Allergan advises getting at least two treatments, and many providers suggest more, increasing patients’ chances of ultimately developing the side effect.

Evan Mayo-Wilson, an associate professor of epidemiology at the University of North Carolina Gillings School of Global Public Health, said he thought patients would prefer to be told their overall risk, not the risk per treatment. “I think a patient wants to know, ‘What is the probability that if I start this, I’m going to have an adverse reaction?’” he said.

Allergan, which acquired Zeltiq for $2.5 billion in 2017, now tells patients and doctors that the incidence is about 1 in every 3,000 treatments — nearly seven times the initial estimates.

The company calculates this based not on treatments performed, but on treatments sold, which can decrease the incidence it reports: Patients can buy multiple treatments in bundles and don’t necessarily use them all.

CoolSculpting has been a huge moneymaker, bringing in more than $2.2 billion between 2011 and 2019, according to company financial reports and records filed with the Securities and Exchange Commission. (Allergan, which was acquired by AbbVie in 2020, declined to share more recent sales data.)

One major beneficiary has been Massachusetts General Hospital, the Harvard-connected medical institution where the technology behind CoolSculpting was developed. In a 2011 S.E.C. filing, Zeltiq detailed a financial windfall for the hospital, including 7 percent of net sales and millions in lump sum payments tied to hitting various sales milestones.

The Times asked the F.D.A. why its auditor had made that judgment.

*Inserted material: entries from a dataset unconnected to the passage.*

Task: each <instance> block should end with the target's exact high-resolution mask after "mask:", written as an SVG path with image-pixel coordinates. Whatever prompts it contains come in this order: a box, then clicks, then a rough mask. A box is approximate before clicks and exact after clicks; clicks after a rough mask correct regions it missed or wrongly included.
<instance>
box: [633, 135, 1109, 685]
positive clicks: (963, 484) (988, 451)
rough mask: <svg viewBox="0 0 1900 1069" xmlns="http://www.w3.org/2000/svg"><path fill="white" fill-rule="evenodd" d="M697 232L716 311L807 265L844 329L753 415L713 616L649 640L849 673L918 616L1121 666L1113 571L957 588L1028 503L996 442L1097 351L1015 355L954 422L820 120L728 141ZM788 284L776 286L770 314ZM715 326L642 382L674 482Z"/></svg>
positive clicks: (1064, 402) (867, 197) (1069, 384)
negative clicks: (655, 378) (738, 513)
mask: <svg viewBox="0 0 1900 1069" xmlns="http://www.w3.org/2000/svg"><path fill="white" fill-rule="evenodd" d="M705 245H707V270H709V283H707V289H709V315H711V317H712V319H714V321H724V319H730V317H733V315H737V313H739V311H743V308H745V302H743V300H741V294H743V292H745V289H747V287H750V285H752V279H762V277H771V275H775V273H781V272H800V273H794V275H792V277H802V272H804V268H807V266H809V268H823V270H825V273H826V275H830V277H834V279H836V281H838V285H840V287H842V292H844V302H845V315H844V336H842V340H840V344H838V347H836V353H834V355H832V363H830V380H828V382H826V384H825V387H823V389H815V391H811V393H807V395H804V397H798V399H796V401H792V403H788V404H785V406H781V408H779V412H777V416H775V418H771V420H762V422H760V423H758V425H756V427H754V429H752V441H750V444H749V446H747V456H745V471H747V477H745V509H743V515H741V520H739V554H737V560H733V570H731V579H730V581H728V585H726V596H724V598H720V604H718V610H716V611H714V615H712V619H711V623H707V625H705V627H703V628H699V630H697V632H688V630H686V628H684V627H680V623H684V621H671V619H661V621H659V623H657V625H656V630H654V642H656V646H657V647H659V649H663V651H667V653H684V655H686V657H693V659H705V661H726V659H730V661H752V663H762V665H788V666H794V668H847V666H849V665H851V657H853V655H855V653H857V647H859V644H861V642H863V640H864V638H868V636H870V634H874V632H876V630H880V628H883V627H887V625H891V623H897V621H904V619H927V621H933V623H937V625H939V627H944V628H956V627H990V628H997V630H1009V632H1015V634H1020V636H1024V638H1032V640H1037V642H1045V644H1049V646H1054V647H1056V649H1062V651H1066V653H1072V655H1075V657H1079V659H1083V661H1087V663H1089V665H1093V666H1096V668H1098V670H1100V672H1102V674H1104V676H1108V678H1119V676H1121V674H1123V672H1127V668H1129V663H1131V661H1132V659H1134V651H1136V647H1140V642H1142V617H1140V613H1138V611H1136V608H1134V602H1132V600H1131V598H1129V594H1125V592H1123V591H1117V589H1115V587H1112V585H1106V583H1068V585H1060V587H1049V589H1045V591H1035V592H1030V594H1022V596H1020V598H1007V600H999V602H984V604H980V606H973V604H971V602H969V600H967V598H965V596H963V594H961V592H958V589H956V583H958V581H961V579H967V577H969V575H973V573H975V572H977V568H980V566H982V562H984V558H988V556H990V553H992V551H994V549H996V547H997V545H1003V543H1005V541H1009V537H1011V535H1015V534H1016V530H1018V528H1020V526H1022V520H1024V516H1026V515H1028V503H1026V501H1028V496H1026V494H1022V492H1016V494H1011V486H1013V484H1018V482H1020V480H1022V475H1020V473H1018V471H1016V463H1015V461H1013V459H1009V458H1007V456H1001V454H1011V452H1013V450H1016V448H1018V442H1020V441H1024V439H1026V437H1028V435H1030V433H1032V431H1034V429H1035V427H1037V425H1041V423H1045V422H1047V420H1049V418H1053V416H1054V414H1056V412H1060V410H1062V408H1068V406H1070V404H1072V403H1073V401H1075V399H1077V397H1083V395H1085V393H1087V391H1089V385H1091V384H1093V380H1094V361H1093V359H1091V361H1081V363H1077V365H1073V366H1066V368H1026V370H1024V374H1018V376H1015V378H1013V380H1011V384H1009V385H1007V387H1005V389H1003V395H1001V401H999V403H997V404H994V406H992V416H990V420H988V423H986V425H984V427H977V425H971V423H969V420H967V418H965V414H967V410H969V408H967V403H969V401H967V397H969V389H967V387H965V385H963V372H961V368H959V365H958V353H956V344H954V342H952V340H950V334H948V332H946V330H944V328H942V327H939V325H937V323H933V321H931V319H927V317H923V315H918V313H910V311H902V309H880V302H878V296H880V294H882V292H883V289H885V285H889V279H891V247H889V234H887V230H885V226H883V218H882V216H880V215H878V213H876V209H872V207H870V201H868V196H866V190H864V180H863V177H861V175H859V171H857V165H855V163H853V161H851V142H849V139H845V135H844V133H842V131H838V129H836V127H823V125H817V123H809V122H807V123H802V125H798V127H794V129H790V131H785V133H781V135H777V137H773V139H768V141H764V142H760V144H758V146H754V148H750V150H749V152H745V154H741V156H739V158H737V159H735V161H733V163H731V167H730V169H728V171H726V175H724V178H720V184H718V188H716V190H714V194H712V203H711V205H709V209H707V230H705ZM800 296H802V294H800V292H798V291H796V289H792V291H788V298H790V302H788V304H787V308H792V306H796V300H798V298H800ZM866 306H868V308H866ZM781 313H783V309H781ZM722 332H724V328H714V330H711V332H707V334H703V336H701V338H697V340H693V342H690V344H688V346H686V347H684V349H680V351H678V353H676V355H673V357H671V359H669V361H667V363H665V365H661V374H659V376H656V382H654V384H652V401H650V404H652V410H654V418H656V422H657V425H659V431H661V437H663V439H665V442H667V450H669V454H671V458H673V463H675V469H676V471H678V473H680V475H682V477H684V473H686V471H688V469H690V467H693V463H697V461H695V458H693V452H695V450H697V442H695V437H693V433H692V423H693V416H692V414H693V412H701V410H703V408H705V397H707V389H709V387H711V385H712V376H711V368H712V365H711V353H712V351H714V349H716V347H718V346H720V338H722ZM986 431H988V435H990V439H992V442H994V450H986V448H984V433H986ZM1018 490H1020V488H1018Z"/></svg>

A spokeswoman responded that “a statement or advice given by an F.D.A. employee orally is an informal communication that represents the best judgment of that employee at that time but does not necessarily represent the formal position of the F.D.A.”

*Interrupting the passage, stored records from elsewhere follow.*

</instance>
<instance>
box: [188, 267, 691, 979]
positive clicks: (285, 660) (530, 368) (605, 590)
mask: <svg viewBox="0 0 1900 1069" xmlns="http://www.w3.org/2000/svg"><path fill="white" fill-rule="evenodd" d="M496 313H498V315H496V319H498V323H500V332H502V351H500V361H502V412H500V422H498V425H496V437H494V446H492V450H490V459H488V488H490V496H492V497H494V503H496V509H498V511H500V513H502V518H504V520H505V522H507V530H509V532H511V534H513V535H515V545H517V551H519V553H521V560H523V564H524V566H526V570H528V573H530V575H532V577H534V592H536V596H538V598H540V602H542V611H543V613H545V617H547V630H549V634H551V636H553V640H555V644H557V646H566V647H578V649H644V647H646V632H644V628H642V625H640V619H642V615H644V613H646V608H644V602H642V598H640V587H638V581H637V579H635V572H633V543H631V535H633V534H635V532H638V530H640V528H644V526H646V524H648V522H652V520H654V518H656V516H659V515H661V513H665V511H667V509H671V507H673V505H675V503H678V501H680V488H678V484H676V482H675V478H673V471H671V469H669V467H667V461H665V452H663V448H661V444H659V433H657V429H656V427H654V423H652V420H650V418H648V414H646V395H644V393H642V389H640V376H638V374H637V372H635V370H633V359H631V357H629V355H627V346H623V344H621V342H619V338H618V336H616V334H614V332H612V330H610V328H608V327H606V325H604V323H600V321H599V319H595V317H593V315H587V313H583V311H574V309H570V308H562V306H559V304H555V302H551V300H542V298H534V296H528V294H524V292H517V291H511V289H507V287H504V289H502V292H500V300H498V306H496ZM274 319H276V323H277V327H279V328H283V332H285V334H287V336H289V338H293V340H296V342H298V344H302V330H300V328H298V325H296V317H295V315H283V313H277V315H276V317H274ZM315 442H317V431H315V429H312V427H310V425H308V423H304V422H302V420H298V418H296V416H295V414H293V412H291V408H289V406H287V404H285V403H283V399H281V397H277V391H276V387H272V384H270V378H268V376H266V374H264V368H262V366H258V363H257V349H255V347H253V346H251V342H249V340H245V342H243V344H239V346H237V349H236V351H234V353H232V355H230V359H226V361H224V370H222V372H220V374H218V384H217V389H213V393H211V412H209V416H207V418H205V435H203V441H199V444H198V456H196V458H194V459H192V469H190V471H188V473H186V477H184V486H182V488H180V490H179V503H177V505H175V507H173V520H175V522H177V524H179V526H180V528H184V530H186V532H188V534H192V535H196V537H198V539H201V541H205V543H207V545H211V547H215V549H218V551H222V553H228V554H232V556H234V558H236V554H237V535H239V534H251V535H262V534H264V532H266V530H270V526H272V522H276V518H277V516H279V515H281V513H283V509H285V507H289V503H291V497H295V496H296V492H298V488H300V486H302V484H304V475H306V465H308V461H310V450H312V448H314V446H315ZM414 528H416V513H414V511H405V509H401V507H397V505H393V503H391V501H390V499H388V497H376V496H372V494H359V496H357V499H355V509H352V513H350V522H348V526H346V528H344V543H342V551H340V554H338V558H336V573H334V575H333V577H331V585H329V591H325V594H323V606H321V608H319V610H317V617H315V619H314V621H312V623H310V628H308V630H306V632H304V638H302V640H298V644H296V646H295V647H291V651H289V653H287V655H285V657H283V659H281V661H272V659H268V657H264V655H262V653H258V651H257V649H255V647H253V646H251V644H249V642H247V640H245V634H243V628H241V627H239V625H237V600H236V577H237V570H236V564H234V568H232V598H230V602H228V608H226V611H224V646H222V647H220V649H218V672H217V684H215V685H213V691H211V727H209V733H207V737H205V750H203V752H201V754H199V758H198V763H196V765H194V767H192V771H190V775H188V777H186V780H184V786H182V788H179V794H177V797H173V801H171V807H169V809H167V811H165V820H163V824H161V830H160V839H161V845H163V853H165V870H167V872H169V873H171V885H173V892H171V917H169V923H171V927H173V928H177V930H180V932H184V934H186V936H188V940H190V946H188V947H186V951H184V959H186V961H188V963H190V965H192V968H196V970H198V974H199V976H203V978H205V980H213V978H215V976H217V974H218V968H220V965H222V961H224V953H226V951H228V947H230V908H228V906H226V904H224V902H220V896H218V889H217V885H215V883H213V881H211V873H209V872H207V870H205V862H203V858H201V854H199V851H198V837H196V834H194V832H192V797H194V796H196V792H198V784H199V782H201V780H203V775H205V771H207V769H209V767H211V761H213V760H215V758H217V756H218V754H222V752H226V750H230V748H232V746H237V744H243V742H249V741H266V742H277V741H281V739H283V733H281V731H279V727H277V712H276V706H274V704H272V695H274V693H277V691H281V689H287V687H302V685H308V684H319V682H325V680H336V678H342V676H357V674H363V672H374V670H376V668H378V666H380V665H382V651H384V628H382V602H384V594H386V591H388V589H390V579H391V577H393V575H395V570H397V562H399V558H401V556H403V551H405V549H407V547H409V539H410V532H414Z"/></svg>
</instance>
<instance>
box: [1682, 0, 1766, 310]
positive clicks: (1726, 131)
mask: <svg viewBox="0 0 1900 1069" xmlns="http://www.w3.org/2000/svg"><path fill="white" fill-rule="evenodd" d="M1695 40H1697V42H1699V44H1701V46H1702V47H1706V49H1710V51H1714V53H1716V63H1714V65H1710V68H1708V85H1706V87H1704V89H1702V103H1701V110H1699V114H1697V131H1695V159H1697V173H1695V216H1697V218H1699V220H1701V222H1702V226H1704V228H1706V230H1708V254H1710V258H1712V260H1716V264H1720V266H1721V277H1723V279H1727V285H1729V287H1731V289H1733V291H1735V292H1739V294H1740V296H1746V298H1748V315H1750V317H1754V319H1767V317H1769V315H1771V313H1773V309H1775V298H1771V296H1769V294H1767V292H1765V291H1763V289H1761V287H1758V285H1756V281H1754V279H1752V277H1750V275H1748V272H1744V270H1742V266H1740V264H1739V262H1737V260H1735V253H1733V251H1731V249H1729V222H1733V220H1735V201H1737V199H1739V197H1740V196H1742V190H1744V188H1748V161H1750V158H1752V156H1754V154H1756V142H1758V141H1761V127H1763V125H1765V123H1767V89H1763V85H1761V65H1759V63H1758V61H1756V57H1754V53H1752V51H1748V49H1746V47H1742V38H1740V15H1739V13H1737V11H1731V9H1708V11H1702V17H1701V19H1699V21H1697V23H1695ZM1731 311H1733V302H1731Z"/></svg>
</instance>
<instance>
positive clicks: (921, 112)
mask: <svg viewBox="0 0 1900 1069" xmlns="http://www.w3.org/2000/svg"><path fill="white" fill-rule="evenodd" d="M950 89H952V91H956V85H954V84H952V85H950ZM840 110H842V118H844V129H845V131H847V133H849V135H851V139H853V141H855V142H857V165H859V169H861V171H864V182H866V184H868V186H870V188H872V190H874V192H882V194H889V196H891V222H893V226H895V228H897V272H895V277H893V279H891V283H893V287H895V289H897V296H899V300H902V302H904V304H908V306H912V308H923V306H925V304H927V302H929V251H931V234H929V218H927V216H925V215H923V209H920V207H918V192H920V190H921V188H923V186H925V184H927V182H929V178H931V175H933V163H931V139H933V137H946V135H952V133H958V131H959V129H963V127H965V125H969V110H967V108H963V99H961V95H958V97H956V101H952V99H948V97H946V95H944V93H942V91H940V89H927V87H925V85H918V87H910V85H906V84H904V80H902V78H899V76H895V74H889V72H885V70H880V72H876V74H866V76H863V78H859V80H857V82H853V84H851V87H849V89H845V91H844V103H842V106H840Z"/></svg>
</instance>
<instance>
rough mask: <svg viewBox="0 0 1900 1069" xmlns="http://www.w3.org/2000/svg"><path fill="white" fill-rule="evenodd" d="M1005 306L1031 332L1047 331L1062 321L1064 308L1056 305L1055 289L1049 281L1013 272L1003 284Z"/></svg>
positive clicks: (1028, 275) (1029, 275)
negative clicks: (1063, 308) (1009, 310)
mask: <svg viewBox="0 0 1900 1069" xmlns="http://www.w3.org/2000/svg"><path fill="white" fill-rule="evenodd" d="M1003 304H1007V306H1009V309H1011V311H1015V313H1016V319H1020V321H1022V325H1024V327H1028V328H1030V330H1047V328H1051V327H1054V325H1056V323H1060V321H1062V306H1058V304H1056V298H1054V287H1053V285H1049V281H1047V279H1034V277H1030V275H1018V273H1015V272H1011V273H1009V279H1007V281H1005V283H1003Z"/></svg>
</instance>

Allergan declined to respond to questions from The Times about the F.D.A. document, and the F.D.A. declined to explain what had happened after it questioned Zeltiq.

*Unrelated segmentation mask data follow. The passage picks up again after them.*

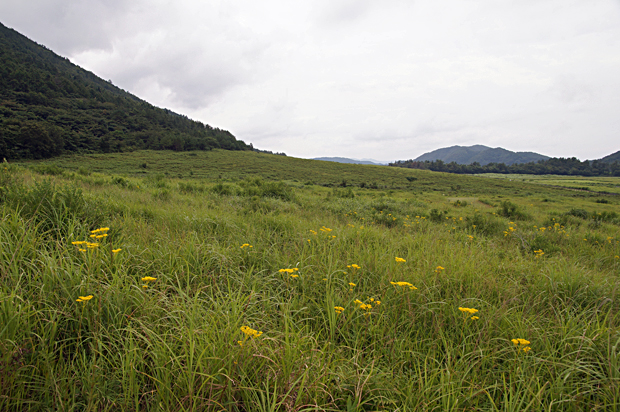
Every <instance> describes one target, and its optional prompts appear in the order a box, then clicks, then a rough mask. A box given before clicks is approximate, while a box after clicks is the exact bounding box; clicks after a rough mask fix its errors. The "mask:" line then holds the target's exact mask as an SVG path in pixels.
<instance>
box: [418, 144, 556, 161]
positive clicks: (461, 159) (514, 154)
mask: <svg viewBox="0 0 620 412" xmlns="http://www.w3.org/2000/svg"><path fill="white" fill-rule="evenodd" d="M546 159H549V157H548V156H544V155H541V154H538V153H533V152H512V151H510V150H506V149H503V148H501V147H496V148H490V147H487V146H483V145H474V146H451V147H444V148H441V149H437V150H433V151H432V152H428V153H424V154H423V155H421V156H419V157H417V158H416V159H414V161H418V162H423V161H426V160H428V161H430V162H433V161H436V160H441V161H442V162H444V163H451V162H456V163H458V164H472V163H479V164H481V165H486V164H489V163H504V164H506V165H512V164H516V163H529V162H536V161H539V160H546Z"/></svg>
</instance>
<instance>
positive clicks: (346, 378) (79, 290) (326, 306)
mask: <svg viewBox="0 0 620 412" xmlns="http://www.w3.org/2000/svg"><path fill="white" fill-rule="evenodd" d="M589 179H590V180H592V181H596V180H597V179H592V178H589ZM619 201H620V198H619V197H618V196H615V195H612V194H600V193H591V192H586V191H576V190H571V189H563V188H557V187H550V186H543V185H540V184H537V183H533V182H528V181H523V180H522V179H513V180H512V181H511V180H509V179H490V178H484V177H471V176H458V175H449V174H443V173H434V172H428V171H421V170H409V169H401V168H388V167H379V166H366V165H346V164H337V163H331V162H320V161H311V160H303V159H294V158H287V157H282V156H274V155H267V154H260V153H252V152H226V151H219V150H214V151H211V152H190V153H172V152H133V153H126V154H109V155H90V156H73V157H65V158H60V159H56V160H51V161H41V162H27V163H22V164H7V163H5V164H3V165H1V166H0V410H2V411H24V410H29V411H48V410H58V411H323V410H329V411H543V410H544V411H583V410H588V411H612V410H620V329H619V326H620V317H619V309H620V303H619V302H620V300H619V299H618V296H617V294H618V293H619V292H620V289H619V286H620V278H619V277H620V257H619V256H620V243H619V240H620V213H619V212H620V210H619V207H618V203H619Z"/></svg>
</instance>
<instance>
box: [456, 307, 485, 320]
mask: <svg viewBox="0 0 620 412" xmlns="http://www.w3.org/2000/svg"><path fill="white" fill-rule="evenodd" d="M459 310H460V311H461V312H463V315H465V316H466V317H467V316H469V315H473V314H474V313H477V312H478V309H473V308H461V307H459ZM470 319H471V320H478V319H480V318H479V317H478V316H471V317H470ZM465 320H467V319H465Z"/></svg>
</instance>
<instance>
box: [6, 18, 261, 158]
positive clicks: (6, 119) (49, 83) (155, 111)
mask: <svg viewBox="0 0 620 412" xmlns="http://www.w3.org/2000/svg"><path fill="white" fill-rule="evenodd" d="M212 148H222V149H228V150H247V149H250V148H251V146H248V145H246V144H245V143H244V142H243V141H240V140H237V139H235V137H234V136H233V135H232V134H231V133H230V132H228V131H226V130H221V129H218V128H214V127H211V126H209V125H206V124H203V123H201V122H198V121H194V120H191V119H189V118H187V117H186V116H182V115H179V114H176V113H173V112H172V111H170V110H166V109H161V108H158V107H155V106H153V105H151V104H149V103H148V102H145V101H143V100H141V99H139V98H138V97H136V96H134V95H132V94H131V93H128V92H126V91H124V90H122V89H120V88H118V87H116V86H114V85H113V84H112V83H111V82H108V81H105V80H103V79H101V78H99V77H97V76H96V75H95V74H93V73H91V72H89V71H87V70H84V69H82V68H80V67H79V66H76V65H75V64H73V63H71V62H70V61H69V60H68V59H66V58H63V57H60V56H58V55H56V54H55V53H54V52H52V51H51V50H49V49H47V48H46V47H44V46H41V45H39V44H37V43H35V42H33V41H31V40H29V39H28V38H26V37H25V36H23V35H21V34H19V33H18V32H16V31H15V30H12V29H10V28H7V27H5V26H4V25H2V24H1V23H0V160H1V159H2V158H7V159H19V158H34V159H38V158H47V157H53V156H56V155H60V154H63V153H71V152H77V153H107V152H123V151H131V150H138V149H155V150H177V151H183V150H210V149H212Z"/></svg>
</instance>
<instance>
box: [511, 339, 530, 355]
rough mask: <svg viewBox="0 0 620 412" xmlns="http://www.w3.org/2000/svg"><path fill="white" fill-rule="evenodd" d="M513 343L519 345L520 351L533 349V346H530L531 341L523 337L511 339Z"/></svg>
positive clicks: (512, 342)
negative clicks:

In interviews, more than a dozen dermatologists and plastic surgeons, some of whom used to offer CoolSculpting, said they believed patients were at a higher risk for developing the side effect than the company’s numbers suggest.

Dr. Erez Dayan, a plastic and reconstructive surgeon in Reno, Nev., said he had treated dozens of patients with these disfigurements. “A lot of times, they’ll feel that they caused it,” he said. “Like it’s their fault, like ‘I ate too much’ or ‘I didn’t exercise.’”

Kathryn Black, 32, a data analyst in Colorado, underwent CoolSculpting in December 2021 and then again last year for her double chin. Months later, she noticed a mass in the shape of the applicator forming in the same area. In August, she was diagnosed with P.A.H.

“The hardest part is seeing photos of myself, so I barely take any now,” she said. “When I see one, I think, ‘That’s not me.’”

Surgery to fix the growths can cost tens of thousands of dollars and leave scars.